Pig Latin Parameters in Store Command

73 views Asked by At

I have developed a Pig Latin that accepts a parameter $colour.

I have loaded in my dataset and successfully filtered it based on this parameter.

Now I'm trying to store the output, I am trying to use the parameter as a folder in the store command, as such:

STORE Final_Relation INTO '/output/colour/'$colour'' USING PigStorage();

This is giving me the following error:

ERROR 1200: <file TestScript, line 32, column 63> mismatched input 'blue' expecting SEMI_COLON

One thing I will add, is that the colour here has a hyphen in it, e.g. blue-grey... although the same applied ot the first colour, e.g. red-orange, so I'm not sure if this is relevant or not (I just found it odd the error message just contains the first part of the string 'blue' and not the full string 'blue-grey'.

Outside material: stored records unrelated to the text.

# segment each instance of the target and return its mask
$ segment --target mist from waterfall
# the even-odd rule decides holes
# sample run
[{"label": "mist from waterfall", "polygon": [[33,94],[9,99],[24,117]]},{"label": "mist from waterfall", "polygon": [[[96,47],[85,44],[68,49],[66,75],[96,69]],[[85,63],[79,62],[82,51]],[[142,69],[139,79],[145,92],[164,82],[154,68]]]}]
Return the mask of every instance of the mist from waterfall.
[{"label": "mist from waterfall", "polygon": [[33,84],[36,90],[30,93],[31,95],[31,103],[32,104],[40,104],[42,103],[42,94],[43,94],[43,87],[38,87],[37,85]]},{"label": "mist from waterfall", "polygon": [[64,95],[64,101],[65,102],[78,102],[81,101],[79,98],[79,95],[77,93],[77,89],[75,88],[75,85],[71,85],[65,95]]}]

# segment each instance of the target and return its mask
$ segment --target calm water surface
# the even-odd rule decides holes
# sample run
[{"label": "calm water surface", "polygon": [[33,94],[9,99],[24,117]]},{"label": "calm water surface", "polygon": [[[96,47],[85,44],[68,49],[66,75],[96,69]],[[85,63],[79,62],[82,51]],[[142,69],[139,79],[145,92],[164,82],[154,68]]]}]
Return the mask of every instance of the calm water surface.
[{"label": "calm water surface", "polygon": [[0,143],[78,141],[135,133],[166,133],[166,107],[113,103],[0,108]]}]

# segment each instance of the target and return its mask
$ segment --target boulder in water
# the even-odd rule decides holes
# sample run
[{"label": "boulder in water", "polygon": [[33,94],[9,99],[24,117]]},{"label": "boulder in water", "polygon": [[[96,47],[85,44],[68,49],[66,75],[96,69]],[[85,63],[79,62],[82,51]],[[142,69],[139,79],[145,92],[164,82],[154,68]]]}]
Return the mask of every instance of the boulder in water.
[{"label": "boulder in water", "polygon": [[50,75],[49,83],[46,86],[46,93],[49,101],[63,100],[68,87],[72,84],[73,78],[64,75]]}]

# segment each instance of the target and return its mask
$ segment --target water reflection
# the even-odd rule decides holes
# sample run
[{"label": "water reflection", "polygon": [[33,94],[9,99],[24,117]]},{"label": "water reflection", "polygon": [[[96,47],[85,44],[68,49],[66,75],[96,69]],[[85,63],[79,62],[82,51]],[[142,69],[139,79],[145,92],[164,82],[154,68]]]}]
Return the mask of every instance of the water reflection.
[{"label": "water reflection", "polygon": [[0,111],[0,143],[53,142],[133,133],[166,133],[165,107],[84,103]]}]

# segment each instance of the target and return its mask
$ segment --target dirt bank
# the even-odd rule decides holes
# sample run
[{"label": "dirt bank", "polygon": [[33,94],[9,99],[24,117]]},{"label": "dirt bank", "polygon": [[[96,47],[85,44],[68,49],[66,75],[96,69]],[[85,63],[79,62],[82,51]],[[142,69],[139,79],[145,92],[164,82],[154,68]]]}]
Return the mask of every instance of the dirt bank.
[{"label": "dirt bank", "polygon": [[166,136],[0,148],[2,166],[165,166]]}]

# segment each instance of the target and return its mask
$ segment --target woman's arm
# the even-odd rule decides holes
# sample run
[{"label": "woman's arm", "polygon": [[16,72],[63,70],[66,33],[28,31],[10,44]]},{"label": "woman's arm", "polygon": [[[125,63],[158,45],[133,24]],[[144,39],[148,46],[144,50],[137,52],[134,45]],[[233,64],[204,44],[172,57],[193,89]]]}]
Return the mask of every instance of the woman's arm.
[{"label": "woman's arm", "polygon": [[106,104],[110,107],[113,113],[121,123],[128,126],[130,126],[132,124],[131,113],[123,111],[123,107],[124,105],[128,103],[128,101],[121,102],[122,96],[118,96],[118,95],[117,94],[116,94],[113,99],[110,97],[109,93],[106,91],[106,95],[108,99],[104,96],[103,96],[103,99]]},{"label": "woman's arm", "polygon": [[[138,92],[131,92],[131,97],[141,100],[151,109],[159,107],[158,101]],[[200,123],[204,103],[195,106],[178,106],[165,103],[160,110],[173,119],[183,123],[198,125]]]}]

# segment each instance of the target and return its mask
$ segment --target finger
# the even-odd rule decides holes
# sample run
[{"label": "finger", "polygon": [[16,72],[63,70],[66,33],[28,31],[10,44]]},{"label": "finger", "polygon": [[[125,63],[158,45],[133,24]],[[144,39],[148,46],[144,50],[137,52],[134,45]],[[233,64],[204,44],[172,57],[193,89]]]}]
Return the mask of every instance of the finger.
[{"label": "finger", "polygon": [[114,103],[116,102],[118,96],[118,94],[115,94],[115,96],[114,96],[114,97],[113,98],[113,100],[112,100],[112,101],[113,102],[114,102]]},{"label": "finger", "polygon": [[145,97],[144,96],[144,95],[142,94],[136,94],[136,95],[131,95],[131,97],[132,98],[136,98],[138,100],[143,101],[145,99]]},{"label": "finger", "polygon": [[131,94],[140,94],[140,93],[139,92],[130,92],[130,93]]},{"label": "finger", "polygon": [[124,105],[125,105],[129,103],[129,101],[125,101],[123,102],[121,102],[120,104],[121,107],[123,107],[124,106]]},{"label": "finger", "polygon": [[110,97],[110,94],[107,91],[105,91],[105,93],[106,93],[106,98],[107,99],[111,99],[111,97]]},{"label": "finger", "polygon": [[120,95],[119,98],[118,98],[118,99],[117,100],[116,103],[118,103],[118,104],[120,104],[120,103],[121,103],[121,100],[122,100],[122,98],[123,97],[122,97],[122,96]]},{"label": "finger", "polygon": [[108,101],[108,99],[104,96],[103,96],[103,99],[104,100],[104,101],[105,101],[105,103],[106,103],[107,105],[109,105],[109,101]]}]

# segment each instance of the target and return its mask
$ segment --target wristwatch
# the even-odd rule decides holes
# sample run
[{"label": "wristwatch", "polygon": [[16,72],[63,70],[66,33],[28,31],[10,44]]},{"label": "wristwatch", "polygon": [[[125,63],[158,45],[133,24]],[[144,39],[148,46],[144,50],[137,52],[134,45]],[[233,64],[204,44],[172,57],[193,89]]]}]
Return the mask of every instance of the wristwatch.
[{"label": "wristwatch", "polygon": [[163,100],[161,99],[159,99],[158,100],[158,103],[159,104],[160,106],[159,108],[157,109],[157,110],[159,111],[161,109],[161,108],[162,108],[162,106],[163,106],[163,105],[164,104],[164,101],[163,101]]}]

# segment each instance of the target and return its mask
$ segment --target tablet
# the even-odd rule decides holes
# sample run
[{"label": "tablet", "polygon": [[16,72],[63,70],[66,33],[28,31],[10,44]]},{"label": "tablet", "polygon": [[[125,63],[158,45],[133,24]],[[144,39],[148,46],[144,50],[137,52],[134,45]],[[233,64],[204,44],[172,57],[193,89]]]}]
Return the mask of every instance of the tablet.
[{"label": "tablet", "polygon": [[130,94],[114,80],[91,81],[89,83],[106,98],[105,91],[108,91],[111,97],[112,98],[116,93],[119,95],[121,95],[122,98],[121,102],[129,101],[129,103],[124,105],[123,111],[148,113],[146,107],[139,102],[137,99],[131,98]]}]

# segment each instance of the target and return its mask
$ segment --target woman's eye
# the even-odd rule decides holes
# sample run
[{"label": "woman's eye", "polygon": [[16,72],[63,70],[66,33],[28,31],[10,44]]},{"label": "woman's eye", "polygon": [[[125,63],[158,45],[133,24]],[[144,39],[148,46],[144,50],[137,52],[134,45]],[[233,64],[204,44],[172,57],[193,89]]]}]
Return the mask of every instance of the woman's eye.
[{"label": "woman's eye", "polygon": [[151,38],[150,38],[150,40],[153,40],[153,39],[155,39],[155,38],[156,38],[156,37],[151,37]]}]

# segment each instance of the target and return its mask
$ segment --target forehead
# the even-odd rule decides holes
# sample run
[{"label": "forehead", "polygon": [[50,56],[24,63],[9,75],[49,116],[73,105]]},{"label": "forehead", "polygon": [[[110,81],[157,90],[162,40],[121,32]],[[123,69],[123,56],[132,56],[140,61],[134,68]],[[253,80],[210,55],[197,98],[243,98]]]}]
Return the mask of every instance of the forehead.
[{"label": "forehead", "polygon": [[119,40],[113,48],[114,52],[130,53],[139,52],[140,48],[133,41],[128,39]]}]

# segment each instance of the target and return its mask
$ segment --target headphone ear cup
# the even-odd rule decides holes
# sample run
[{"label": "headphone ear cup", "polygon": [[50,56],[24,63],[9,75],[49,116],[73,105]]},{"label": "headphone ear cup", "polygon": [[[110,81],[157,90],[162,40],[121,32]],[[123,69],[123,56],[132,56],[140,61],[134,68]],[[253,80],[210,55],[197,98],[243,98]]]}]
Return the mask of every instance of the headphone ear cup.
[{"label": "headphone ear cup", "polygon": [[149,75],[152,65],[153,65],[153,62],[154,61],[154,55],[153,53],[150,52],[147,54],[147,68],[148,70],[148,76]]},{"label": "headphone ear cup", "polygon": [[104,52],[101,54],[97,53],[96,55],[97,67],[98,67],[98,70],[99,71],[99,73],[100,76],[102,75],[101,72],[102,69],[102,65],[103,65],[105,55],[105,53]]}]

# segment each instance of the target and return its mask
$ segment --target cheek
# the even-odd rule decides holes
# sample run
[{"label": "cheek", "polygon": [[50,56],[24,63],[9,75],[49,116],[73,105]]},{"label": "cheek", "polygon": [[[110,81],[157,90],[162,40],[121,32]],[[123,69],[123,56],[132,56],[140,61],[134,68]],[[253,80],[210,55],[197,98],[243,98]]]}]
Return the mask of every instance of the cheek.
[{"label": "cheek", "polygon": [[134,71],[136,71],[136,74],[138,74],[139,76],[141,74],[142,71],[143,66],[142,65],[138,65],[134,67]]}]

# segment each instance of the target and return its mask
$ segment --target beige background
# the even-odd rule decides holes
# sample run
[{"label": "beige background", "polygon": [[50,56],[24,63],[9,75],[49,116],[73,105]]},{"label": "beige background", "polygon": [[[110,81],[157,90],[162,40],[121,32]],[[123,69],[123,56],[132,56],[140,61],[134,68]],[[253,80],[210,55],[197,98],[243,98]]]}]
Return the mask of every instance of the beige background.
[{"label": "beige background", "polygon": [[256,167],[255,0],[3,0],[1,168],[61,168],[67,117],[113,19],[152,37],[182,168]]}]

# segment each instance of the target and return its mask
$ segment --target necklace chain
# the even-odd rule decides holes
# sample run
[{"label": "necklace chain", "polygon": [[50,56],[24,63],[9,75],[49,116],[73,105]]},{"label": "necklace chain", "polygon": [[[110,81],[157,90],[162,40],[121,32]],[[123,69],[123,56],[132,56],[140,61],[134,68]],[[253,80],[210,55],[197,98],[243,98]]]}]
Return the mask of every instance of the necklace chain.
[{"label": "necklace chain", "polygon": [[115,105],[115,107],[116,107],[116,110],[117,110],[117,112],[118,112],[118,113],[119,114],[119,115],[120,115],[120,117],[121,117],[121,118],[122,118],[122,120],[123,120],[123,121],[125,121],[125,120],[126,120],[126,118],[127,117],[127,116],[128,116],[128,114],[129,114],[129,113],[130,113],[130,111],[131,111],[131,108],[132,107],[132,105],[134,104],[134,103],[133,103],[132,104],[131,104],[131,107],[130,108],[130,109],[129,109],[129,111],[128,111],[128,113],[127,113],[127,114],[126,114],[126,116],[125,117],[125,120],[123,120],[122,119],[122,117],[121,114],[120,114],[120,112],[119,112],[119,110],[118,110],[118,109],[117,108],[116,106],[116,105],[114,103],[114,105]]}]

As an alternative, I thought it might be ok just to store everything in the colour folder, using the following command:

STORE Final_Relation INTO '/output/colour' USING PigStorage();

But when I do this, and I run my script for the second time (i.e. it works fine the first time), I get the error:

Output Location Validation Failed for: '/output/colour More info to follow:
Output directory hdfs://sandbox-hdp.XXXX.com:XXXX/output/colour already exists

This seems to put me in an awkward situation as:

  • I can't create subfolders dynamically using the parameter
  • I can't put all output into the same folder
  • My real data has thousands of variations of colour - so manually creating folders is impractical.
1

There are 1 answers

0
PetyrBaelish On

@pauljcg has answered the question, the format of my output string needed to be:

'/output/colour/$colour'

I was incorrectly placing additional quotes around the parameter.

ps. I don't know how to promote a comment to an answer, otherwise I would have done.